A performance fee is a fee that a client account or an investment fund may be charged by the investment manager that manages its assets. A performance fee may be calculated many ways. With respect to a separate account, it is often based on the change in net realized and unrealized gains, although in some cases, it can be based on other measures, such as net income generated. While not very common, some fund managers have attempted to link the performance fee to both upward and downward movement in a fund's gains, such as the shock absorber fee, where the fund manager gets penalised (before the investor) for adverse movement in the fund value. With respect to hedge funds and other investment funds, it is generally calculated by reference to the increase in the clientfund's net asset value (or "NAV"), which represents the value of the fund's investments. Performance fees are widely used by the investment managers of hedge funds, which typically charge a performance fee of 20% of the increase in the NAV of the fund in addition to the base management fee.

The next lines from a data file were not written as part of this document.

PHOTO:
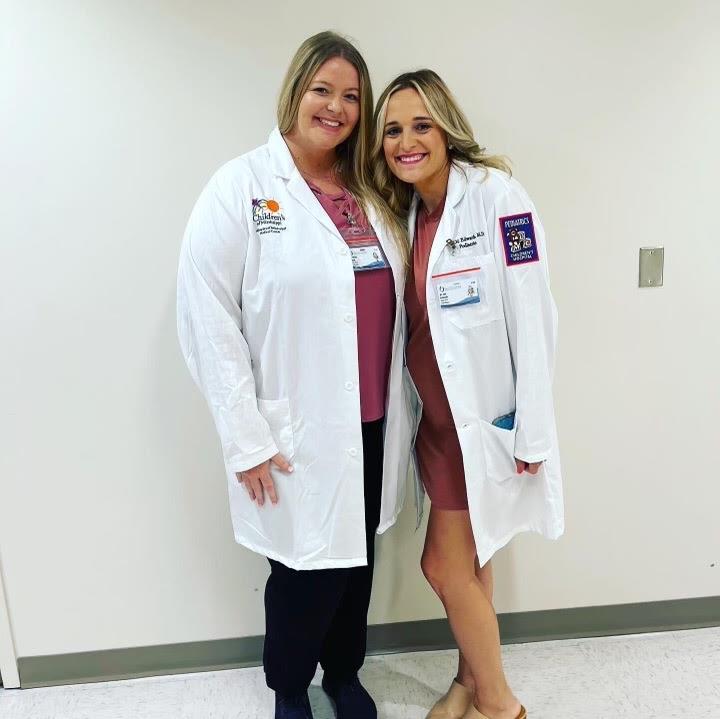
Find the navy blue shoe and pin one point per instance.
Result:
(351, 699)
(292, 707)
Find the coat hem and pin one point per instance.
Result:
(304, 566)
(386, 525)
(552, 534)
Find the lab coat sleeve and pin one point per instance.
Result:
(531, 321)
(209, 314)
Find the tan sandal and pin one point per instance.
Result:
(473, 713)
(454, 704)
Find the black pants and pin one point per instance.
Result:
(320, 615)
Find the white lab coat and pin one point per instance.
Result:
(266, 320)
(496, 357)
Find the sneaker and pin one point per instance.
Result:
(351, 699)
(292, 707)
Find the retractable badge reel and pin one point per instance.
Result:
(365, 248)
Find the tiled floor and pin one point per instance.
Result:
(674, 675)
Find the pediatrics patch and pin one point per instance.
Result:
(519, 242)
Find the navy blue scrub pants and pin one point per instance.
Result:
(320, 615)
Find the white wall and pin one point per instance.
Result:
(114, 527)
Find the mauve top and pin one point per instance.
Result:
(374, 309)
(436, 445)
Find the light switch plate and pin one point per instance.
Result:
(652, 261)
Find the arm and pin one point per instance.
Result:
(531, 318)
(212, 262)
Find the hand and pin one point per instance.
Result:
(257, 480)
(531, 467)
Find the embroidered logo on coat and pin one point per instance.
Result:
(267, 216)
(519, 242)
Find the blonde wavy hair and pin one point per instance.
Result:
(445, 111)
(353, 167)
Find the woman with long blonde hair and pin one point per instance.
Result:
(288, 322)
(480, 354)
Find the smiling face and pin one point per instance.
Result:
(330, 108)
(415, 147)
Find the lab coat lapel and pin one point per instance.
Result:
(448, 227)
(283, 165)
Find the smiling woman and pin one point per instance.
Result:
(286, 256)
(480, 353)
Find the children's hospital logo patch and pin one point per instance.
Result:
(267, 216)
(519, 241)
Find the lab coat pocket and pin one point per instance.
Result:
(414, 403)
(499, 450)
(277, 414)
(414, 409)
(468, 290)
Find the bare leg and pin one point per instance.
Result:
(485, 576)
(449, 564)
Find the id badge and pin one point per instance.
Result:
(365, 250)
(458, 288)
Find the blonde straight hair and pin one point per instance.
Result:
(353, 165)
(445, 111)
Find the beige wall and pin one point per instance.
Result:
(114, 526)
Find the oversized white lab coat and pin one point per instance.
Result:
(497, 356)
(266, 320)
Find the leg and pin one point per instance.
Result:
(449, 564)
(343, 651)
(299, 606)
(485, 576)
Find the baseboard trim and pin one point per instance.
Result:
(431, 634)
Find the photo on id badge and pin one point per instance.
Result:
(366, 251)
(458, 288)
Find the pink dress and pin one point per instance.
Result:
(437, 445)
(374, 306)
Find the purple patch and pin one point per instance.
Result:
(519, 242)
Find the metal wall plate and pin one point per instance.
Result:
(652, 261)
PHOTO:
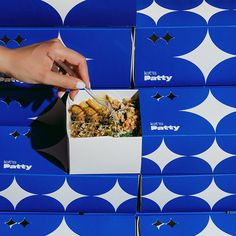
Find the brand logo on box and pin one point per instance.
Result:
(153, 76)
(159, 126)
(9, 80)
(15, 165)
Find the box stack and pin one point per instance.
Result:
(178, 177)
(38, 193)
(188, 173)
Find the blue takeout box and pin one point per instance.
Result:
(76, 13)
(107, 50)
(189, 224)
(188, 130)
(183, 43)
(21, 190)
(69, 224)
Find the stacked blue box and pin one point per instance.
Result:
(108, 51)
(188, 161)
(190, 224)
(76, 13)
(14, 224)
(184, 43)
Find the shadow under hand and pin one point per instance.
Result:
(49, 136)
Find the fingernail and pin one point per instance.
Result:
(89, 85)
(80, 85)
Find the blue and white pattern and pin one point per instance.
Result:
(188, 193)
(14, 224)
(185, 34)
(108, 51)
(191, 224)
(58, 193)
(75, 13)
(205, 137)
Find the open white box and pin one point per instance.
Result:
(104, 155)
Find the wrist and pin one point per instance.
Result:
(6, 56)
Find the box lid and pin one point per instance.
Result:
(187, 224)
(194, 13)
(59, 224)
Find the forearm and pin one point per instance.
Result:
(5, 60)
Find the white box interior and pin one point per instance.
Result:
(104, 155)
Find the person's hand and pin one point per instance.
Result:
(33, 64)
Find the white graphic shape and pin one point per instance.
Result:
(62, 7)
(116, 196)
(212, 110)
(65, 195)
(212, 194)
(161, 195)
(162, 156)
(206, 56)
(14, 193)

In the United States, performance fees charged by registered investment advisers are subject to certain requirements under the Investment Advisers Act of 1940. In addition, performance fees may be charged to registered investment companies only under certain conditions. Finally, performance fees charged to pension plans governed by the Employee Retirement Income Security Act (ERISA) must also meet certain requirements.
An example might be as follows: An investor subscribes for shares worth $1,000,000 in a hedge fund. Over the next year the NAV of the fund increases by 10%, making the investor's shares worth $1,100,000. Of the $100,000 increase, 20% (i.e. $20,000) will be paid to the investment manager, thereby reducing the NAV of the fund by that amount and leaving the investor with shares worth $1,080,000, giving a return of 8% before deduction of any other fees.
The highest NAV of a fund to date is known as the "high water mark". If the NAV of a fund declines during a year, no performance fee will be payable to the investment manager. If the NAV subsequently increases over the following year back to the high-water mark (but no higher), it would be objectionable for the investor to be charged a performance fee on that increase because the investor has not yet made any return on its investment. Therefore, to address this concern, hedge funds will typically only charge a performance fee on increases in NAV over the high-water mark. This also applies to mutual funds though variably.